The models use three different methods to reassign undecided and minor party voters.  The first method reassigns the voters based on the past election results.  The second method splits the undecided voters equally between the two candidates.  Lastly, the third method reassigns the undecided voters proportional to their support.  For example consider a poll of a hundred people with 50 supporters of the democrat, 40 supporters of the republican, and 10 undecided voters.   The state voted 60% of the democrat and 40% for the republican in the last election.  Under the first method, 4 of the undecided voters would be reassigned to the Republican candidate, and the other voters would be reassigned to the Democratic candidate, making the poll results 56 for Democrats and 44 for Republicans.  The second method would reassign 5 voters to the democrat and 5 voters to the republican making the adjust pool results 55 Democrats and 45 Republicans.  Under the third method, the Democratic candidate received 55.556% of the two-party support, and the Republican received 44.444% of the  two-party support,  this translates to a fraction of a person so the multiplied figures of 5.556 and 4.444 are rounded to 6 and 4 respectively.   I realize I could drop the undecided voters from the polls as done in this paper by Lock & Gelman, but I am using poll data to predict the election result and not using a time series approach.   I haven’t found anyone using past election results to reassign voters.   FiveThirtyEight splits the undecideds evenly between the two candidates, so that is why I included that method.  This paper by  Christensen & Florence talks about the proportional reassignment of undecided voters.   The Christensen & Florence paper talks about an undergraduate project on predicting elections and has been a heavy inspiration for my research.

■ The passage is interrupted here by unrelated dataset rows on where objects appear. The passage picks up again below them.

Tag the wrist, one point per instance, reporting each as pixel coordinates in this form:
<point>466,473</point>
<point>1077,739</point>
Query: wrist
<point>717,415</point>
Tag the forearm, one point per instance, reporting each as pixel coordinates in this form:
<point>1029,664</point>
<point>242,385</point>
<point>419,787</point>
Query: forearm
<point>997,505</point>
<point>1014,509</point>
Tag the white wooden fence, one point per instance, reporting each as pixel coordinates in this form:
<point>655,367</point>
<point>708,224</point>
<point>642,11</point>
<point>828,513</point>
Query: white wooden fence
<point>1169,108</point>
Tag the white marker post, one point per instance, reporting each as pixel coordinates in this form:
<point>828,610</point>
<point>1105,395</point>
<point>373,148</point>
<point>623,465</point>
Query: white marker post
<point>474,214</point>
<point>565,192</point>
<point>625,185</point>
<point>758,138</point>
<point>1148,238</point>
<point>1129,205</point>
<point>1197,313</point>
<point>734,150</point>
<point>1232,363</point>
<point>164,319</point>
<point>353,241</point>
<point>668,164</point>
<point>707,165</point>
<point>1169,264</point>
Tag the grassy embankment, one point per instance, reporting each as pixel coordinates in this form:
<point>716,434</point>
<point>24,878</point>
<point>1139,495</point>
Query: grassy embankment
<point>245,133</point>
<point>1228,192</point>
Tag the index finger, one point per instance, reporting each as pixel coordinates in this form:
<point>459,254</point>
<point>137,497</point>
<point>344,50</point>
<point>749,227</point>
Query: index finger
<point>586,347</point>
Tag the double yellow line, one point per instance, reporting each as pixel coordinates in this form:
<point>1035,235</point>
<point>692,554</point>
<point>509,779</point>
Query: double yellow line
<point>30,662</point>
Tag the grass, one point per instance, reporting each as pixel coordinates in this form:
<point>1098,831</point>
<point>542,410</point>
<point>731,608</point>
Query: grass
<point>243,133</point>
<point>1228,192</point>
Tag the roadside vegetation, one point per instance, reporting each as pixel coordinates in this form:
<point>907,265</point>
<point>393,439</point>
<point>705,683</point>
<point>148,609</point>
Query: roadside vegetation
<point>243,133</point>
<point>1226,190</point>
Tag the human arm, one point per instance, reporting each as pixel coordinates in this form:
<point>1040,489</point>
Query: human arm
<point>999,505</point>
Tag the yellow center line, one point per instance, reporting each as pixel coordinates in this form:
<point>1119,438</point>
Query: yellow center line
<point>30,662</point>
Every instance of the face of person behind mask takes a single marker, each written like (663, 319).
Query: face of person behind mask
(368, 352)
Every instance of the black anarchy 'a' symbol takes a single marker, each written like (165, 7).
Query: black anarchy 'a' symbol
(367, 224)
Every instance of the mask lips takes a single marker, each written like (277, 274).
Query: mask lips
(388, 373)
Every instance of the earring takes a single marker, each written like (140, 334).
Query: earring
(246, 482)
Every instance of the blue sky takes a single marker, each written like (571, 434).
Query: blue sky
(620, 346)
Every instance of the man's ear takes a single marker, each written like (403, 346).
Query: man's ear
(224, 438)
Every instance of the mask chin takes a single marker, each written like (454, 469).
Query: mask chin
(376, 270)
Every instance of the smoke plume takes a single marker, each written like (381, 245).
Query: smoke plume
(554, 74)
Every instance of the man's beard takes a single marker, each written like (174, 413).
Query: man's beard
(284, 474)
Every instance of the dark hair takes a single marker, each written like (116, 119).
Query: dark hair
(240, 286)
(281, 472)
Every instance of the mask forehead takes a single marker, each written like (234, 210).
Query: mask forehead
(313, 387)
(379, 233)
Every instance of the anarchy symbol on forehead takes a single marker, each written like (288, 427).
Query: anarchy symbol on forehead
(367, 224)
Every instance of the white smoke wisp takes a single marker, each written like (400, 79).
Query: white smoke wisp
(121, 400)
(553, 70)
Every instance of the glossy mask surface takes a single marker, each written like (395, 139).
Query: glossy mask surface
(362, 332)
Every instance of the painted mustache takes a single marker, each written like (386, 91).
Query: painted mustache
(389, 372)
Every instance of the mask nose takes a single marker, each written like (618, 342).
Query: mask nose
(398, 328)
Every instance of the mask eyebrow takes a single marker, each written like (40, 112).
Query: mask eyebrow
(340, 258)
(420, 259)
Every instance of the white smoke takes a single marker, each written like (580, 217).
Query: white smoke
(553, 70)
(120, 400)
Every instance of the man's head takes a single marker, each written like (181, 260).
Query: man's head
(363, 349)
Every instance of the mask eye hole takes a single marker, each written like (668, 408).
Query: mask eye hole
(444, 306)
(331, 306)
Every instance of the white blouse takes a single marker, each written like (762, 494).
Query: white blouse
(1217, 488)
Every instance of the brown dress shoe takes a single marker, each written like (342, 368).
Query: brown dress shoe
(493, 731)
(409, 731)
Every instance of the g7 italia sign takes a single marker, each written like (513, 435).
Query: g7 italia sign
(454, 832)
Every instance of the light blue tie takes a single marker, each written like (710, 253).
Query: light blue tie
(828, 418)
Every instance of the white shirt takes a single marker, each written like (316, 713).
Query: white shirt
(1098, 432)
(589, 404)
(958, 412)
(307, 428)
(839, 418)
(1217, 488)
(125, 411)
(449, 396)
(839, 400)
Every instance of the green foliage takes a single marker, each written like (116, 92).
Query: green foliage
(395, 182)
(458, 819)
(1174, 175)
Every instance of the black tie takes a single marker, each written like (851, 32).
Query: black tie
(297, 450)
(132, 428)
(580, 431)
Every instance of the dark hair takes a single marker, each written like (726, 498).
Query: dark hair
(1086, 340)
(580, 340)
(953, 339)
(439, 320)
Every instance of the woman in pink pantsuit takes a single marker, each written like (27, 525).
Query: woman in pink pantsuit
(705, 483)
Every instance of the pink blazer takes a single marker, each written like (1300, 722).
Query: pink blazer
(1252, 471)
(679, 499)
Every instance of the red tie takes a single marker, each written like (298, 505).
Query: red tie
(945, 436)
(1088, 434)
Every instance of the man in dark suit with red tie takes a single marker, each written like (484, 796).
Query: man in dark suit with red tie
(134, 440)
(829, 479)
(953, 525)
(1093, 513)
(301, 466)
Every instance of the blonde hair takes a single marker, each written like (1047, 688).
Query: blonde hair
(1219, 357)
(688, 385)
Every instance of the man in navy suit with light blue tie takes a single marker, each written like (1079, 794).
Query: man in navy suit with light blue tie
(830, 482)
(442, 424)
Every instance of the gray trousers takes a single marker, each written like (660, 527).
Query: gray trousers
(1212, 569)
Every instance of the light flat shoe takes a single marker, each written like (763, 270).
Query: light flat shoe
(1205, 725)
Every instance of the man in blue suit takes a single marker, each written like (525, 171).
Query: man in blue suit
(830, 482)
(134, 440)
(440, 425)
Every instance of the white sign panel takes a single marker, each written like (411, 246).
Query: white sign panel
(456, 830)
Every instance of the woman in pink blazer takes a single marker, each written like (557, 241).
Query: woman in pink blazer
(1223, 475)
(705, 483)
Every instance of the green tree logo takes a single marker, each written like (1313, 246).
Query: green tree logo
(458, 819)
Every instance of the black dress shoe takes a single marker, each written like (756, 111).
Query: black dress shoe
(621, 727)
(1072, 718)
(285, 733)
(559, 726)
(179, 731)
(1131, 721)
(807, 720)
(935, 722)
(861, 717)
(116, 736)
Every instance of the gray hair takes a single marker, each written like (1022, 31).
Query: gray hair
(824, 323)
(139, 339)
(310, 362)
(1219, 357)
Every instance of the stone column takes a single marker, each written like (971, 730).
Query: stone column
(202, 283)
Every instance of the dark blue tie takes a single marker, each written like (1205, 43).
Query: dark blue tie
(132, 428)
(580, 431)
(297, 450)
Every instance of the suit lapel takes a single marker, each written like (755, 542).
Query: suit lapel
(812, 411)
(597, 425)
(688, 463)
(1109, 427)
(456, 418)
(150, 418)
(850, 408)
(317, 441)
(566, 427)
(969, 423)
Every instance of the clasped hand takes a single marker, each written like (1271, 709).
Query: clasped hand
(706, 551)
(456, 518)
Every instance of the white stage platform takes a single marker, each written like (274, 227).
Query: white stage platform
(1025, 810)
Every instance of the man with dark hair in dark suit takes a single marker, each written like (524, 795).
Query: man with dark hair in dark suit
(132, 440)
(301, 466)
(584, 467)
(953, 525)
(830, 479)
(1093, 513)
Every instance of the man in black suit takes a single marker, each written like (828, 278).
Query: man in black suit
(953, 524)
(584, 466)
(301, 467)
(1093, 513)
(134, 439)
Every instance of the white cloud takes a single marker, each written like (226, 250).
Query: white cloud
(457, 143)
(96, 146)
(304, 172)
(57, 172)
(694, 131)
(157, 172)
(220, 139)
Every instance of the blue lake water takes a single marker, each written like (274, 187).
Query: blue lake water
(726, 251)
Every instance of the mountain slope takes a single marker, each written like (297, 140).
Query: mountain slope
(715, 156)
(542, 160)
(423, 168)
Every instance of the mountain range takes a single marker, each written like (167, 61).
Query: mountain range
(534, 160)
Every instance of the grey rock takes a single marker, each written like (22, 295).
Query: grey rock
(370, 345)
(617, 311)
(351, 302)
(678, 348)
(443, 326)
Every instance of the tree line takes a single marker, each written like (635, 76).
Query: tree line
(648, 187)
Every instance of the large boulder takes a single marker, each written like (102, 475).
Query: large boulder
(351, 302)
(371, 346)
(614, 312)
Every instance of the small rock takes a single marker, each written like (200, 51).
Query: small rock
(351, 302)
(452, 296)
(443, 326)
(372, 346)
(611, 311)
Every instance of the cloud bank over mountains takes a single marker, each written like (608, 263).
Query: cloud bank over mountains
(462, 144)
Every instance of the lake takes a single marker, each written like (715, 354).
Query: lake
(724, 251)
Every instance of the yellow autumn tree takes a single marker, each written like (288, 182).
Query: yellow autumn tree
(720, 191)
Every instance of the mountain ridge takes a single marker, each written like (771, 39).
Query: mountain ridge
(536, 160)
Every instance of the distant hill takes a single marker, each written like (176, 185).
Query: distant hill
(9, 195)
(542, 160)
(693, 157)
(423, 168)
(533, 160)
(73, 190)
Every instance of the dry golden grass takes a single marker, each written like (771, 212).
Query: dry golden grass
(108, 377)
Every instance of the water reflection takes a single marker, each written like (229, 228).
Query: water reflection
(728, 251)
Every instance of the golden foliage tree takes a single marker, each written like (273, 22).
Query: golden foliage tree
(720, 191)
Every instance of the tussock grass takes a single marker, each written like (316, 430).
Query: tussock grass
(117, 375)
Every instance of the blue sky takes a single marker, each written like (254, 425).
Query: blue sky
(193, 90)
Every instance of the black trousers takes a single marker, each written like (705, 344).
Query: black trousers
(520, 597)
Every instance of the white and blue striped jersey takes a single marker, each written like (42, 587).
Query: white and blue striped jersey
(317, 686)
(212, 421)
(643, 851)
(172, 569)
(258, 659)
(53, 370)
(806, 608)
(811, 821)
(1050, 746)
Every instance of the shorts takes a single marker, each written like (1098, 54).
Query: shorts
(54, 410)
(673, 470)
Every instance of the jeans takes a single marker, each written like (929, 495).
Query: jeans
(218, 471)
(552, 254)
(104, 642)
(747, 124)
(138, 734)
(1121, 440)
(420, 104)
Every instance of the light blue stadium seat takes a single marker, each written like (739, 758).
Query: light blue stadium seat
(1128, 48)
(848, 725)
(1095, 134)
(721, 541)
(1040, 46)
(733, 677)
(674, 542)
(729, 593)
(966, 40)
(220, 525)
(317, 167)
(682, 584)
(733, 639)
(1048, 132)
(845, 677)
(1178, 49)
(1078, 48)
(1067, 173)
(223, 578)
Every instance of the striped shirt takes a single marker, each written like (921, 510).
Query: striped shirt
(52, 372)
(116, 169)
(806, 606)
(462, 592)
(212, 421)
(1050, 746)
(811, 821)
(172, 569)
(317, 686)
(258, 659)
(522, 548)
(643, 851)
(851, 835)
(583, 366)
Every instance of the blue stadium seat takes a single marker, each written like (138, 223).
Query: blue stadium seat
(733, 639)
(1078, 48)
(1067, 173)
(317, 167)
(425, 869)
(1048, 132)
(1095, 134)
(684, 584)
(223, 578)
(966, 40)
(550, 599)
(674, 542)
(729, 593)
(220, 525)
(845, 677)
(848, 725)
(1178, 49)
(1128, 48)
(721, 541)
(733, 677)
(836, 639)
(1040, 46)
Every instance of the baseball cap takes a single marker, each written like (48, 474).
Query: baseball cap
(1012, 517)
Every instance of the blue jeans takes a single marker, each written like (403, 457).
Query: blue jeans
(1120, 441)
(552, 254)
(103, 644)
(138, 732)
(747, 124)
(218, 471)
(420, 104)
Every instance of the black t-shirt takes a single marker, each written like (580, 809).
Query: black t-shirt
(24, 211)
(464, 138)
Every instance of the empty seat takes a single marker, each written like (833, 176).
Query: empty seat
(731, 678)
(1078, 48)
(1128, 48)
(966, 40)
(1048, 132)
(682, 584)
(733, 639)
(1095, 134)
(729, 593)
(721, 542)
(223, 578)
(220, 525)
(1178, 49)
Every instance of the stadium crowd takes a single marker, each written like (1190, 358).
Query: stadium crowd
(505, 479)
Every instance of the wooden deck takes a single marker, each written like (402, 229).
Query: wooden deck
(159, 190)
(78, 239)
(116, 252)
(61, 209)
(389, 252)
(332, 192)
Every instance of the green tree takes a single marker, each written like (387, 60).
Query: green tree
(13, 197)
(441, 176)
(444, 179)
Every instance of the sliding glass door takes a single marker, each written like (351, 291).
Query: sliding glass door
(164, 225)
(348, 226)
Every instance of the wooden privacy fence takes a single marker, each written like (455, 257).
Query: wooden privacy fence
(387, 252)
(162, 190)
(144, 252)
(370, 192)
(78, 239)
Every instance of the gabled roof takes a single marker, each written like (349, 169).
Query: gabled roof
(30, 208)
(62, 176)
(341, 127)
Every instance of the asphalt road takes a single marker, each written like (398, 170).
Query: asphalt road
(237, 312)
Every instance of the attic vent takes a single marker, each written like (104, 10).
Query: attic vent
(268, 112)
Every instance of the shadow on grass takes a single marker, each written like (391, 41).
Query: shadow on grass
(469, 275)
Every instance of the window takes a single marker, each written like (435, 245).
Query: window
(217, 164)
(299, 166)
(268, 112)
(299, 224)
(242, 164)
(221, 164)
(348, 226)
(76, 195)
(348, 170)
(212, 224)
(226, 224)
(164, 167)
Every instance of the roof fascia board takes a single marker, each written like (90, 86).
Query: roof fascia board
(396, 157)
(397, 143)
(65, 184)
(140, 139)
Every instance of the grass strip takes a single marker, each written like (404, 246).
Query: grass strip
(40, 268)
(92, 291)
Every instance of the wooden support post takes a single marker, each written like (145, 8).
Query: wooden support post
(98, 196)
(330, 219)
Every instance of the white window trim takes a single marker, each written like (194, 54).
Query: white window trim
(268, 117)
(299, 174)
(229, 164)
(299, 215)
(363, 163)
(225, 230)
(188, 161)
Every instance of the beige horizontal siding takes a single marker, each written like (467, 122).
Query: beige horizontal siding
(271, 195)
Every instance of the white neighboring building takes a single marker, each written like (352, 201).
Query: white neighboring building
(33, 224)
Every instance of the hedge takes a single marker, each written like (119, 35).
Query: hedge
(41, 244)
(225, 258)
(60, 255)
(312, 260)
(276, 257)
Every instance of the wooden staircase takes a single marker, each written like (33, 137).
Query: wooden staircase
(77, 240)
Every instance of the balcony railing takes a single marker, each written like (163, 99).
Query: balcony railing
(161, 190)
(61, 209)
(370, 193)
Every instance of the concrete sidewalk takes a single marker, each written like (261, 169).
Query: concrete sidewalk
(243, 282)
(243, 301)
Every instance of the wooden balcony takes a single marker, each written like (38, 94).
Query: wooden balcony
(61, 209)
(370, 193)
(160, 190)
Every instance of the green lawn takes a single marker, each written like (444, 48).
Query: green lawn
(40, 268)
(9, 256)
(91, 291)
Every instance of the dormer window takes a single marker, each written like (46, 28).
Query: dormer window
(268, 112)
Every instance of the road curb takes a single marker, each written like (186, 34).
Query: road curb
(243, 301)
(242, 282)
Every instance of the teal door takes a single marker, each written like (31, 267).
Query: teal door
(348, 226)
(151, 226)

Conjugate Prior and Calculation Methods

These models use either the binomial or Gaussian conjugate prior.   The goal of the models is to predict the proportion of votes for the Democratic candidate among the two major party candidates.  The data is binomial with a Bernoulli likelihood, but the extent of the independence of people concerns me.   I think individuals show up multiple times in the polls, meaning that the observations are not independent.  If the data was truly i.i.d,  I would be ok with using the beta conjugate prior,  but since it is likely not the case I am afraid this causes on an underestimation of the variance.     I am curious what effects using the normal approximation to the binomial distribution have in the contexts of predicting elections based on polls.  I also want to see the effects of different methods of reassigning voters and the new prior has on the original calculation method from the previous study.  In the original study, I used the standard deviation and count of polls inside the Gaussian conjugate prior.   There are 4 different models:  Beta conjugate prior, a Gaussian model that uses the normal approximation to the binomial distribution and updates after every poll,  a Gaussian model that averages the polls and finds the standard deviation of the poll data and uses that information to make the calculation, a Gaussian model that turns the polls into one giant poll and uses the normal approximation to the binomial distribution.  If I had to choose the better assumption,  I would go with polls are independent over people are independent.   But I plan on eventually exploring ways to remove that the independence assumption.

Choosing the “Best” Model

I don’t think I am going to take all twelve models and turn them into multilevel models or run simulations.  Based on the data I have every model is run 153 times (3 times for the 50 states plus DC) to predict the 2008, 2012, 2016 elections.   The pooled models would likely not translate well into a time series model.  The main question I am asking is: do these changes make the model even more accurate, or at least as accurate as the original model?   I also want to know if the method used to reassign undecided voters matters.   I don’t  think it will since the proportion of undecided voters are is small and the difference between the polls and past vote usually similar.  I don’t like the idea of splitting the vote evenly between the two candidates because I think it doesn’t work as well in highly partisan states.  I don’t think that undecided voters at any point in time in West Virginia or Massachusetts are going to vote are going to turn out and vote equally for the two major candidates.   What I am hoping to get out of this is a rough idea is if any of these changes have a practical effect on accuracy.   And if there is no difference I am going to probably opt for proportionally reassigning voters and iteratively updating the model.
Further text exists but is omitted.